The union trots out a 300 person relay committee to be told what they should already know. Yet, those that serve us, our
representatives, are appointed for us. And our union claims this is democracy? We get scraps from the table, as they feast on.
“To be effective,” Weingarten noted in a letter urging members to join the campaign, “we must understand that the union is all of us; it is the members who are the union .… Our goal is to use this bitter recent contract struggle, and the ratification debate that followed, to build a stronger, more unified and more militant union membership that is prepared for the challenges that lie ahead.”

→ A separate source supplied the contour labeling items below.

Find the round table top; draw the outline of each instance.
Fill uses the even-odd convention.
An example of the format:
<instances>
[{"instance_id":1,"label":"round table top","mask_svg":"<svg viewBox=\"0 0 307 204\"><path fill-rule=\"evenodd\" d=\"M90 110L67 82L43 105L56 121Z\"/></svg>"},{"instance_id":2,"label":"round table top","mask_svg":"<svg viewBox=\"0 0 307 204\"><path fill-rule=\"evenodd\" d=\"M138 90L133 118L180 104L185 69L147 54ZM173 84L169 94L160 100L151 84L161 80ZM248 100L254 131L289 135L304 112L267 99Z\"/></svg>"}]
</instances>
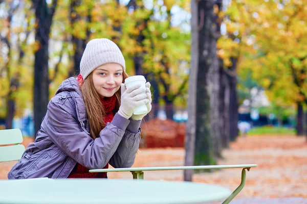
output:
<instances>
[{"instance_id":1,"label":"round table top","mask_svg":"<svg viewBox=\"0 0 307 204\"><path fill-rule=\"evenodd\" d=\"M28 181L27 181L28 180ZM113 179L0 181L0 203L183 203L219 200L231 192L203 183Z\"/></svg>"}]
</instances>

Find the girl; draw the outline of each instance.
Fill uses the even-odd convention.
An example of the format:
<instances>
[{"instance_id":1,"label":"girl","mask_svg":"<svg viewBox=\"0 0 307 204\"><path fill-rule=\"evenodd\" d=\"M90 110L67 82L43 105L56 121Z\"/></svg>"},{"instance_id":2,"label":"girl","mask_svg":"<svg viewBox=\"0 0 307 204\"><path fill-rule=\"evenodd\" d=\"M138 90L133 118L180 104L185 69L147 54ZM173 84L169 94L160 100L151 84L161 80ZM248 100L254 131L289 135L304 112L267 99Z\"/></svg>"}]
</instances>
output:
<instances>
[{"instance_id":1,"label":"girl","mask_svg":"<svg viewBox=\"0 0 307 204\"><path fill-rule=\"evenodd\" d=\"M106 178L90 169L130 167L142 118L151 109L150 84L126 90L120 50L112 41L86 45L77 79L64 81L50 100L35 141L9 172L9 179ZM146 104L148 112L134 115Z\"/></svg>"}]
</instances>

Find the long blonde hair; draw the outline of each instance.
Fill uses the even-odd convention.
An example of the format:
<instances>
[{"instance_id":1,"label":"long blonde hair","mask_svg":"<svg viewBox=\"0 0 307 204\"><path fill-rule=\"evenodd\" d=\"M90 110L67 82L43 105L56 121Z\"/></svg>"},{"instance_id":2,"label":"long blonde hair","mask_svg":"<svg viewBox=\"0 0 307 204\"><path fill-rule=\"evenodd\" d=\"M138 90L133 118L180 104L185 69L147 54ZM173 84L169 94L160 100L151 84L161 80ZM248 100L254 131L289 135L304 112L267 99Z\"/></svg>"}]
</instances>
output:
<instances>
[{"instance_id":1,"label":"long blonde hair","mask_svg":"<svg viewBox=\"0 0 307 204\"><path fill-rule=\"evenodd\" d=\"M123 72L123 83L125 79L128 77L127 73L124 71ZM104 122L104 116L105 112L102 106L102 104L99 98L99 95L95 89L94 82L93 81L93 72L84 80L80 86L81 92L83 95L87 117L90 122L90 136L95 139L99 137L99 133L101 130L105 127ZM115 110L118 111L120 106L121 89L120 88L115 93L116 96L116 102L115 104Z\"/></svg>"}]
</instances>

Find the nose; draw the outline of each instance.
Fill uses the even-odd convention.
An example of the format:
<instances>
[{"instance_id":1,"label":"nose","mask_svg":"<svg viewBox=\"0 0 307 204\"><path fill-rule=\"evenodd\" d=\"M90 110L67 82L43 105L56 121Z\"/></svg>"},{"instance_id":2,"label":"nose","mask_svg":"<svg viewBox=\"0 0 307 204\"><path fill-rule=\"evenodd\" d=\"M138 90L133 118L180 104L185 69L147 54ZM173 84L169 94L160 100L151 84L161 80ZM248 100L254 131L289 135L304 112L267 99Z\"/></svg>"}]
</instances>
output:
<instances>
[{"instance_id":1,"label":"nose","mask_svg":"<svg viewBox=\"0 0 307 204\"><path fill-rule=\"evenodd\" d=\"M114 81L114 78L113 75L110 75L106 81L106 84L114 84L115 81Z\"/></svg>"}]
</instances>

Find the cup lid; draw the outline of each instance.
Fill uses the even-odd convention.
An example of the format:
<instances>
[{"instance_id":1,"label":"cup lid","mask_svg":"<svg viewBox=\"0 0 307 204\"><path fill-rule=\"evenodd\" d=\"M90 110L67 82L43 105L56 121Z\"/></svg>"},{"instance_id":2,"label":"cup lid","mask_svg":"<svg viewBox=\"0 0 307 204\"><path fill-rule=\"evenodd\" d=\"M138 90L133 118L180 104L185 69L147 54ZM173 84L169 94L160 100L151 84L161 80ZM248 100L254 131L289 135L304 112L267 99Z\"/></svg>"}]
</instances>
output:
<instances>
[{"instance_id":1,"label":"cup lid","mask_svg":"<svg viewBox=\"0 0 307 204\"><path fill-rule=\"evenodd\" d=\"M135 81L143 80L146 82L146 79L142 75L136 75L135 76L129 76L125 80L125 84Z\"/></svg>"}]
</instances>

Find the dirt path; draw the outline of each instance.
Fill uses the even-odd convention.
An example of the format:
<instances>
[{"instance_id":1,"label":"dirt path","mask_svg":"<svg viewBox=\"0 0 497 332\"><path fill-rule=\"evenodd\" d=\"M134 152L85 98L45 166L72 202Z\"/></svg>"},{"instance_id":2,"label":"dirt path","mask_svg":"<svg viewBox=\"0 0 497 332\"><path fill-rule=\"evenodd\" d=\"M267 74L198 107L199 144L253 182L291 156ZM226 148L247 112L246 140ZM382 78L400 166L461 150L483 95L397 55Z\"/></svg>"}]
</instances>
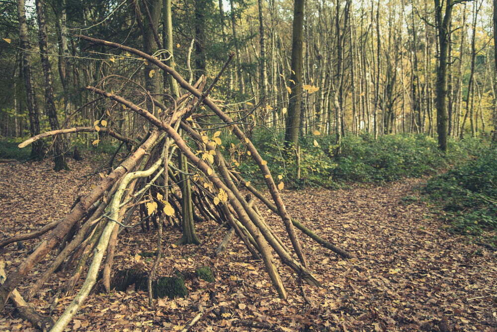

At the first meeting of the volunteers, which was held recently at union headquarters, Weingarten laid out plans for building union activism chapter by chapter and school by school in what she hopes will result in “an intense engagement and involvement of members with each other, with parents and with the community.”
To that end, she suggested a plan to expand the negotiating team to about 300 members who will represent every district and aspect of the educational community at the bargaining table. The new negotiators, in turn, will be responsible for informing and soliciting feedback from the schools that each member will be assigned.
“All too often in the contract ratification debate we heard from members who said they never heard from the union before and the union does not listen to them,” Weingarten said. “This is a way of correcting that to ensure that there exists effective communication back and forth about what’s really going on.”
Our UFT leadership has recently fronted a new militancy, and it seems that our leadership has realized that it is out of touch with the members. It is an astounding admission of failure for the President of our union to say that there are “members who said they never heard from the union before and the union does not listen to them.” Perhaps recognizing the problem is the first step, but will the 300 person negotiating relay team change that? It remains to be seen. But this smacks of the same distraction as the Stossel hype. And are our leaders really so disconnected from us that they don’t know the difficulty of teaching five classes, of coverages, of 6R, of letters in the file from administrators that have taught two years or less, of being trapped in a terrible school with no guarantee of getting out? If they need a relay committee for this knowledge, then apparently so. The power of not teaching five (or more), with a double salary and a double pension, has disconnected them from us. They live as nobility; we live as peasants. Their job seems to have become their own maintenance, not our best interest.
As much as we might like to believe this new attempt at democracy and militancy, it is not without irony when our leaders states:
“we must understand that the union is all of us; it is the members who are the union.” Apparently they just noticed this. Well, we will believe in this new deal when Randi gives the power to elect District Representatives to the members, and not before. They are supposed to represent us, not her.
But that day is not here. There is an opening for a District 20 Representative right now. And as Robert Astrowsky (Brooklyn Borough Representative) writes:
“Per UFT Policy and Executive Board action, all current District Representatives are appointed in place by UFT President Randi Weingarten. Vacancies for the District Representative position will be appointed by the UFT President…” (February 28, 2006).
The union trots out a 300 person relay committee to be told what they should already know. Yet, those that serve us, our
representatives, are appointed for us. And our union claims this is democracy? We get scraps from the table, as they feast on.